Él sacudió la cabeza.

—No, Helena, no cuando se tiene una posición como la mía. Aquí poseo una de las mayores plantaciones de té, y mi té es el mejor. No me avergüenzo de tal cosa. Estoy orgulloso de ello y lo demuestro. —Dos mujeres con vestido de algodón a rayas los miraron y se pusieron a cuchichear mientras pasaban a su lado, con las cabezas juntas bajo los sombreros de paja de ala ancha. Helena se sintió desagradablemente incomodada.

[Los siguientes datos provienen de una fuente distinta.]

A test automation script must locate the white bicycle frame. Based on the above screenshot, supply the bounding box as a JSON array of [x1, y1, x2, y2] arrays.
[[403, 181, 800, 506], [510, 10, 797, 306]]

—Se olvidan de que yo empecé exactamente igual que ellos —prosiguió Ian con el ceño fruncido y un matiz de dureza en la voz—. Talé la selva con mis hombres, sufriendo las mismas penalidades, árbol tras árbol, amenazados por los tigres y las serpientes igual que ellos, plantando con mis propias manos las primeras plantas. Pero no han olvidado que yo fui uno de los primeros particulares a quienes se les permitió poseer tierras aquí después de que únicamente las sociedades estatales estuvieran autorizadas a cultivar sus plantaciones experimentales. No han olvidado que pude comprar mucha tierra y pagar a mucha gente que la hizo apta para el cultivo. Y sobre todo no me perdonan que mis plantas sean más resistentes, y su producto, de calidad superior. Cometí el pecado de construirme una casa grande en lugar de uno de esos tristes bungalows de dos habitaciones, el pecado de disfrutar tan ostensiblemente de los frutos que me reportan hoy las duras labores de aquel entonces. Para ellos soy alguien sospechoso, porque saben que los trabajadores en Shikhara están mejor pagados y que les doy un buen trato. Se dice que «confraternizo» con los autóctonos —dirigió una divertida mirada de soslayo a Helena—. ¡Un pecado mortal para un
sahib
! Andan esperando que mi gente prenda fuego una noche a la casa, porque creen que solo la mano dura británica es la mano justa. Aguardan con impaciencia una mala cosecha, una plaga de parásitos. Si pudieran, me echarían de mis tierras, mejor hoy que mañana. Si encontraran algo de lo que culparme... —Meditabundo pasó un dedo por los zarcillos del estampado del vestido de Helena—. Pero no hallarán nada porque yo no cometo ninguna falta. Probablemente crean que le he vendido mi alma al diablo.

—¿Y bien? ¿Se la has vendido de verdad? —le preguntó ella retadora, levantando una ceja.

Ian echó la cabeza atrás con una carcajada.

—Tal vez. —Le dirigió una mirada radiante y satisfecha, y un instante después se puso serio, casi sombrío—. Tú ya sabes que todo tiene un precio.

El carruaje se detuvo con una breve sacudida y el cochero saltó para desplegar los escalones y abrirles la portezuela. Jason, con pantalones grises, tirantes rojos, camisa a rayas y los zapatos enlustrados, se apeó de un salto y comenzó a pasar su peso de una pierna a otra con impaciencia.

—Nosotros los seguiremos después —dijo Mohan, haciendo una seña a Ian, que en ese momento ayudaba a Helena a bajar del carruaje.